As title, looking to buy some poles cheap off the internet and wondering what size in order for them to be suitable for showjumps. Thanks


----------



## Eriskayowner (20 February 2011)

Diameter varies but generally about 4" or so. Length is usually either 10' or 12', although stile poles etc are usually 6' or so.


----------



## Cash (20 February 2011)

thanks


----------



## Cuffey (20 February 2011)

Ask at local sawmills, some up here do machined treated poles to collect and paint yourself


----------



## noblesteed (20 February 2011)

SJ poles are 4" diameter and 8 or 10' long.
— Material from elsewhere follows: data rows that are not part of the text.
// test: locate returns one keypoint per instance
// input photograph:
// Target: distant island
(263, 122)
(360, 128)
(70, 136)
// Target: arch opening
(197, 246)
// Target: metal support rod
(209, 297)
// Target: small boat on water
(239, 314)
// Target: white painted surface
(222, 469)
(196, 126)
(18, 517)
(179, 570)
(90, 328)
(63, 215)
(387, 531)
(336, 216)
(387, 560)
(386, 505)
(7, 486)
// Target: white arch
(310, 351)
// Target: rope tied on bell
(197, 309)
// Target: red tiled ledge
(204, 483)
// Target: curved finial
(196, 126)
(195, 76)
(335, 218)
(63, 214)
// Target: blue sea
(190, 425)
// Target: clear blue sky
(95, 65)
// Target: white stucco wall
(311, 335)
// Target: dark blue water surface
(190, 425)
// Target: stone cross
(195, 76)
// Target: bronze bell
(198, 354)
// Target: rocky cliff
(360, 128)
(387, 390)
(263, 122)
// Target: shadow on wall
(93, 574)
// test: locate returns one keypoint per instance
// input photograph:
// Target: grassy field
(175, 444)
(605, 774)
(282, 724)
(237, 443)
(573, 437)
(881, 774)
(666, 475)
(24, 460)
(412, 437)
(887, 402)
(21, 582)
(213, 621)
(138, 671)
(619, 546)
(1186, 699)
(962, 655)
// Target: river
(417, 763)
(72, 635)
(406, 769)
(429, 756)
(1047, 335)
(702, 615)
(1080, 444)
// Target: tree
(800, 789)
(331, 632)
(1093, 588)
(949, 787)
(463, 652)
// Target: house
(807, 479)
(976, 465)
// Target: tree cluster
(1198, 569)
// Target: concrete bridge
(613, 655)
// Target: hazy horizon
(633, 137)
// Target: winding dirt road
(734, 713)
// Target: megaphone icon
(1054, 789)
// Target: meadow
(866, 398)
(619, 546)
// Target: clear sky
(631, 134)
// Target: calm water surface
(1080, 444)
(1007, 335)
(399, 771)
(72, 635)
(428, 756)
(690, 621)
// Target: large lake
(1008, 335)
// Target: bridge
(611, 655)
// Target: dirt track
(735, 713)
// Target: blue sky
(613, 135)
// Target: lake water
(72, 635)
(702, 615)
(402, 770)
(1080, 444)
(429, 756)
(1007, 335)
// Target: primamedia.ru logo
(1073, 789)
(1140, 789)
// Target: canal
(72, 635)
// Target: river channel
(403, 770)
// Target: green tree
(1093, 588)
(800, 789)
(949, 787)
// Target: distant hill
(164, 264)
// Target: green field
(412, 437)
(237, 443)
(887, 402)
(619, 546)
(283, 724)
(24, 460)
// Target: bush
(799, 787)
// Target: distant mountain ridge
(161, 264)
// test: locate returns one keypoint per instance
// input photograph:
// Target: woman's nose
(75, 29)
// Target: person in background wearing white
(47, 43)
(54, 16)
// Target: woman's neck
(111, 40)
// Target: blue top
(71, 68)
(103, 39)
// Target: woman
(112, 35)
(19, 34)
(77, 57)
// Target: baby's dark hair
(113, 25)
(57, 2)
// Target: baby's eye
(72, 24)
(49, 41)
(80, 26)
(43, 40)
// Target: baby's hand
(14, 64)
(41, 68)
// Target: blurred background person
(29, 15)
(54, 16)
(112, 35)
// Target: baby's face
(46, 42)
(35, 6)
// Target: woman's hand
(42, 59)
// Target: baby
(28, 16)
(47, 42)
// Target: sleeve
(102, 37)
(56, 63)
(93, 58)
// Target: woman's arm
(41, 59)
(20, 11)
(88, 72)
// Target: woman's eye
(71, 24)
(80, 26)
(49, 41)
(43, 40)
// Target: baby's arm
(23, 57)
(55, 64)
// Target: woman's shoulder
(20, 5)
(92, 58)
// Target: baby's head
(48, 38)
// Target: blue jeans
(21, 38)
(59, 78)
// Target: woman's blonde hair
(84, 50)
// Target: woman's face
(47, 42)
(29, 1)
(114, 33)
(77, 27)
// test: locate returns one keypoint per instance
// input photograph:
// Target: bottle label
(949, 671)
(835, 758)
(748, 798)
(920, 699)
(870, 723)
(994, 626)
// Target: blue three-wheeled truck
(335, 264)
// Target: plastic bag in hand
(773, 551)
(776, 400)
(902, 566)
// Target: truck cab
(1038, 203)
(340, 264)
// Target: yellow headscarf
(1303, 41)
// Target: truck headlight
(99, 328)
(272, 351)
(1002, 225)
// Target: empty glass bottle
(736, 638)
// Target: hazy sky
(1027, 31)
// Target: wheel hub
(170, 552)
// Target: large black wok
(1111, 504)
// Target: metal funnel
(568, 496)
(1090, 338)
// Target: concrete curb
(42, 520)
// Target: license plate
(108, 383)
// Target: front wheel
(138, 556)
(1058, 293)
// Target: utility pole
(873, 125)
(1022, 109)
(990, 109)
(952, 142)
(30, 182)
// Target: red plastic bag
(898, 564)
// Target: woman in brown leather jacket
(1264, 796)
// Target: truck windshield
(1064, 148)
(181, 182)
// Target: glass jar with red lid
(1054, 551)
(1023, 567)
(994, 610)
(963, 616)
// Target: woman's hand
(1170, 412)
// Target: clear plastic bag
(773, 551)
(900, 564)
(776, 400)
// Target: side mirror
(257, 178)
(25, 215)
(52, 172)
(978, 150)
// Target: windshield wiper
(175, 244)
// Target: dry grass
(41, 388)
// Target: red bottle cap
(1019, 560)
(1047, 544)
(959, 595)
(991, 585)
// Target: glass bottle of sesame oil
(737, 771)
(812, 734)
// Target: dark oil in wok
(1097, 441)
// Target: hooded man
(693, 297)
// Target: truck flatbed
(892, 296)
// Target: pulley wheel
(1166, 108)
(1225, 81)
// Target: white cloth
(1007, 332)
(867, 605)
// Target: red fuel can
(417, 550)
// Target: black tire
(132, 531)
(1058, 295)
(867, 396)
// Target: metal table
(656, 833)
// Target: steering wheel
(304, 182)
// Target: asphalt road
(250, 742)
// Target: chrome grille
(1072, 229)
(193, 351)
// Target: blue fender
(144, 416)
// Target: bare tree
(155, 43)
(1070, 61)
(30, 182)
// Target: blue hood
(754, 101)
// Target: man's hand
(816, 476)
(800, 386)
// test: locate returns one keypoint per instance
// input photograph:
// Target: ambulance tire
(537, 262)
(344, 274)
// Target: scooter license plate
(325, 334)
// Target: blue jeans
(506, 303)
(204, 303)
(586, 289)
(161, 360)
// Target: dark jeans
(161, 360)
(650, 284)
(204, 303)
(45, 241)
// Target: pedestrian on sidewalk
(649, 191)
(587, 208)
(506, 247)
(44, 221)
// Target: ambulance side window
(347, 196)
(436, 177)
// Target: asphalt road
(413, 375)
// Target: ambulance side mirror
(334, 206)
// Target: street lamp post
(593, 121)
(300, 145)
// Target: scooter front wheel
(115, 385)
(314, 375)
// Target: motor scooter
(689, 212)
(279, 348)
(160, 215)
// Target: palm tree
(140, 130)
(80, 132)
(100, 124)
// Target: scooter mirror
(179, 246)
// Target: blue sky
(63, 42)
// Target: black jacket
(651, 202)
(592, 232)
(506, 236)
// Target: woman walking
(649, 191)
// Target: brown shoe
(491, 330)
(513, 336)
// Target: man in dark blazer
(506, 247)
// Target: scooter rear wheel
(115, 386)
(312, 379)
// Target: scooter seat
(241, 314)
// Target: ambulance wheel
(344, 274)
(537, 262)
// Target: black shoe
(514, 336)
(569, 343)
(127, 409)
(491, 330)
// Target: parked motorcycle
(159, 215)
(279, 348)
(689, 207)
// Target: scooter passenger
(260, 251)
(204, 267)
Last summer I bought some poles from a sawmill, they come in 12' lengths and I paid about £3 each for them. You can buy them 3" or 4" dia and I actually bought the 3" diameter ones as they are lighter so carry around and so better for use at home. 
They were already weathered and I coated them in undercoat then gloss, I had great fun painting the stripes on!
I would definitely recommend doing that as it is far cheaper and you can choose your colours!
This summer I intend to have a go at making planks.


----------



## OneInAMillion (20 February 2011)

4 inches and nearly always 12 foot

the ones we use at home are 3 inches and 6 foot! not only are they much cheaper but it has taught me to be more accurate and FH knocks a lot less down now!


----------